Otros como el naturalista, filósofo y varias cosas más, Ernst Haeckel, pensaban en una teoría monista en la que materia y espíritu no pudieran separarse. Incluso consideraba que la naturaleza era una entidad completa formada por las partes visibles de ese todo coherente e interconectado.
Más conocido es Herbert Spencer, quien utilizó el evolucionismo de Darwin como una caja que llenó de un contenido social totalmente distinto. Fue el creador de la idea de “supervivencia del más apto”, frase que a priori parece neutral, pero que claramente introduce por la puerta trasera la cuestión moral al hablar de mayor (o menor) “aptitud” en algunos individuos, cuando el mecanismo de selección natural no tiene ningún tipo de escala fija sino que es cambiante y arbitrario. Lo que hoy permite sobrevivir, mañana puede condenarnos: no hay escala universal desde mejor a peor. Spencer en cambio creía que la naturaleza justificaba lo que ocurre en la sociedad: los mejores son exitosos y lo “merecen”, mientras que los demás deben quedar en el camino para beneficio de todos (o al menos los supervivientes).

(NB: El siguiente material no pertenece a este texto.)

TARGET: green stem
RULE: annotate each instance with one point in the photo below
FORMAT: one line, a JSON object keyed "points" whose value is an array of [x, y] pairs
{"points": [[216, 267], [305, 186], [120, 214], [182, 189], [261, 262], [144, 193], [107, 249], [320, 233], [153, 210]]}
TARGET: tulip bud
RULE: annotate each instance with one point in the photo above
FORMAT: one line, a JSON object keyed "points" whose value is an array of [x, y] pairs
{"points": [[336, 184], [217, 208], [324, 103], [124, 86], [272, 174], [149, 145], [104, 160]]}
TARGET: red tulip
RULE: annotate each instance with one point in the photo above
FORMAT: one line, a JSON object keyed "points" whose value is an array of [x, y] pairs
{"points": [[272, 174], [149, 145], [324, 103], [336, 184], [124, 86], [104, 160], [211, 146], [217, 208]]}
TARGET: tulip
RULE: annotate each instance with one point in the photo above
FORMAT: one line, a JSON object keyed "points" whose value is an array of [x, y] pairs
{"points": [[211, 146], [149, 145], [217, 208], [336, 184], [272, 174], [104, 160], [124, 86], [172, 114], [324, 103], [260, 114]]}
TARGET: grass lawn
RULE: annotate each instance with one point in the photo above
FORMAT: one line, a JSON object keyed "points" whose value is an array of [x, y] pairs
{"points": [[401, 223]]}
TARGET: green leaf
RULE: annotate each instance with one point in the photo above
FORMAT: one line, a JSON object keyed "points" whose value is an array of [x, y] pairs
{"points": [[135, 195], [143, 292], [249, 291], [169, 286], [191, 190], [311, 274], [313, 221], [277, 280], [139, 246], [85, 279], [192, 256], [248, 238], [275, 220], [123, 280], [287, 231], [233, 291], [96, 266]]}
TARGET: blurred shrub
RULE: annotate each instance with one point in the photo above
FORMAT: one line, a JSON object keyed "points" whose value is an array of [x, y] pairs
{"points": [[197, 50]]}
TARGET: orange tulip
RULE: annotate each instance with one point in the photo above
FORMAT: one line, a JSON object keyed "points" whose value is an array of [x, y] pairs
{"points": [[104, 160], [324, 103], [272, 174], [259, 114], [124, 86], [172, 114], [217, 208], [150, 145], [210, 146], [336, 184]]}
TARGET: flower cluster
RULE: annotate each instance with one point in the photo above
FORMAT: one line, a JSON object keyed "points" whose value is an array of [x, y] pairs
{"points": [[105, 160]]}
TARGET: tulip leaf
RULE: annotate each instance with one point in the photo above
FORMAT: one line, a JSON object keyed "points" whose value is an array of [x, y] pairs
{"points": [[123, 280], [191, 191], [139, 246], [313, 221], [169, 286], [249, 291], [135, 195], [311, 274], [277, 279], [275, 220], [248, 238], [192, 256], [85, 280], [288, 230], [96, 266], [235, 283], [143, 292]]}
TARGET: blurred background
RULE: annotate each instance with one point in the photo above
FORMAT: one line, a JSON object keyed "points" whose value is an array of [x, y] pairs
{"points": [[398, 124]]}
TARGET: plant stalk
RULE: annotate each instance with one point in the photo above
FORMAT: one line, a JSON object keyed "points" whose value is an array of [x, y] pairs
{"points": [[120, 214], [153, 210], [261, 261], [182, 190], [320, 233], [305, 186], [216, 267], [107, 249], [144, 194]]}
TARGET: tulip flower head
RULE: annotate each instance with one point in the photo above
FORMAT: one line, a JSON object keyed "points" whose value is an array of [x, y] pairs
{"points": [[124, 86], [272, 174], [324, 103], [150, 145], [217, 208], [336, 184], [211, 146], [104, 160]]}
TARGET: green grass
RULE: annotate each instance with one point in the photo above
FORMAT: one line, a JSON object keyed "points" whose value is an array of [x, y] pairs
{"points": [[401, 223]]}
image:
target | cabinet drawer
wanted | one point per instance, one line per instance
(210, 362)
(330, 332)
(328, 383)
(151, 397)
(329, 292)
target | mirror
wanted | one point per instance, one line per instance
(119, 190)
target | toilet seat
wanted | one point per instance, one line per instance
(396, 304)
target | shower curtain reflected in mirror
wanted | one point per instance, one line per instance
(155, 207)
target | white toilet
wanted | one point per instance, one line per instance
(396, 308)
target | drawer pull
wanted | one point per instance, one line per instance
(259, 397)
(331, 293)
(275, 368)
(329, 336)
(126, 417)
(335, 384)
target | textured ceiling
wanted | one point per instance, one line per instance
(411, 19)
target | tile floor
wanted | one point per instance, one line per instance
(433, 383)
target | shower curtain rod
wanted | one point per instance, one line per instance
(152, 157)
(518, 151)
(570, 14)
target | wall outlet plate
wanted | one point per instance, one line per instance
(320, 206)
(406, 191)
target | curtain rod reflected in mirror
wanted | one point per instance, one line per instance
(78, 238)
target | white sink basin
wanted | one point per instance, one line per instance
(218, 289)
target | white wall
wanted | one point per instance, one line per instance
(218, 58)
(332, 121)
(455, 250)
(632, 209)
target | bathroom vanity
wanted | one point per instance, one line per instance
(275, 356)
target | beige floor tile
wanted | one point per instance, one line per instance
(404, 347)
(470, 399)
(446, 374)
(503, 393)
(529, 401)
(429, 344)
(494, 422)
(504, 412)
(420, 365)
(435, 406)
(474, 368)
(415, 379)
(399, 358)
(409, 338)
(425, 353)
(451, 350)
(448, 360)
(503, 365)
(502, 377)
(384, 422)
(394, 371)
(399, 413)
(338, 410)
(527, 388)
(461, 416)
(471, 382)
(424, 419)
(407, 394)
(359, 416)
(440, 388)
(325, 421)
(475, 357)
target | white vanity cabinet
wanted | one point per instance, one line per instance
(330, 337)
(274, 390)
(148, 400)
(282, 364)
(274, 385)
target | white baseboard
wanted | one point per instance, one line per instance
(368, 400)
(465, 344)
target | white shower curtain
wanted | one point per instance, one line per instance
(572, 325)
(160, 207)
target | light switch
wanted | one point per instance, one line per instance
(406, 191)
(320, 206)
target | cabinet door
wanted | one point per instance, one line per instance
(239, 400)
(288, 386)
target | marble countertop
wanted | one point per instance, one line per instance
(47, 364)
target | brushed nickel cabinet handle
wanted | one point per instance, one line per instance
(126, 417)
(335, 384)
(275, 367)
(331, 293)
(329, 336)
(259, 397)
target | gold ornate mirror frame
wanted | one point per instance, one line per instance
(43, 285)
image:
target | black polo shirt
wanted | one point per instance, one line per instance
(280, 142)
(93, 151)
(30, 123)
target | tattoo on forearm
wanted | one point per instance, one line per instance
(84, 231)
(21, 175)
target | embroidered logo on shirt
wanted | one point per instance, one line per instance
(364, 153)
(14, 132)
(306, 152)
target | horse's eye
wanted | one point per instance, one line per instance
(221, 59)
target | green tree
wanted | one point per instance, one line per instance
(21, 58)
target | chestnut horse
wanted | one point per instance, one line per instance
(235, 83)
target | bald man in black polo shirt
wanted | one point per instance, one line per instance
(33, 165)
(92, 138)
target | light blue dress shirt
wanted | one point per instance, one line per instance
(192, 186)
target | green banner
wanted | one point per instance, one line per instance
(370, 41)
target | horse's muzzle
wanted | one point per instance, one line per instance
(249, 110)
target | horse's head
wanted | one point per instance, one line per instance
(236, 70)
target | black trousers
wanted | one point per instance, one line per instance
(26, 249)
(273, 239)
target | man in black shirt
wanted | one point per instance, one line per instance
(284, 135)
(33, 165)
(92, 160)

Max Planck decía que “una teoría científica nueva no triunfa convenciendo a sus adversarios y haciéndoles ver la luz, sino más bien porque sus opositores finalmente acaban muriéndose”. En este caso la frase es parcialmente cierta: fue necesario un cambio de época para aceptar la herida narcisista de que no hay nada especial en los humanos y ni siquiera en la naturaleza. La evolución de Darwin desangelaba el mundo tanto o más que la Ley de la Gravedad Universal de Isaac Newton. Pero también es cierto que la llegada de la teoría de la herencia mendeliana y la genética brindarían la explicación material del mecanismo y la consagración final de la teoría de Darwin junto con la selección natural. Darwin no llegó a verlos y murió con sus propias dudas enfrentadas a sus convicciones. Incluso hoy, cabe aclarar, más allá de la aceptación de la selección natural, son muchas las dudas sobre la manera exacta en que funciona para producir la evolución de las especies.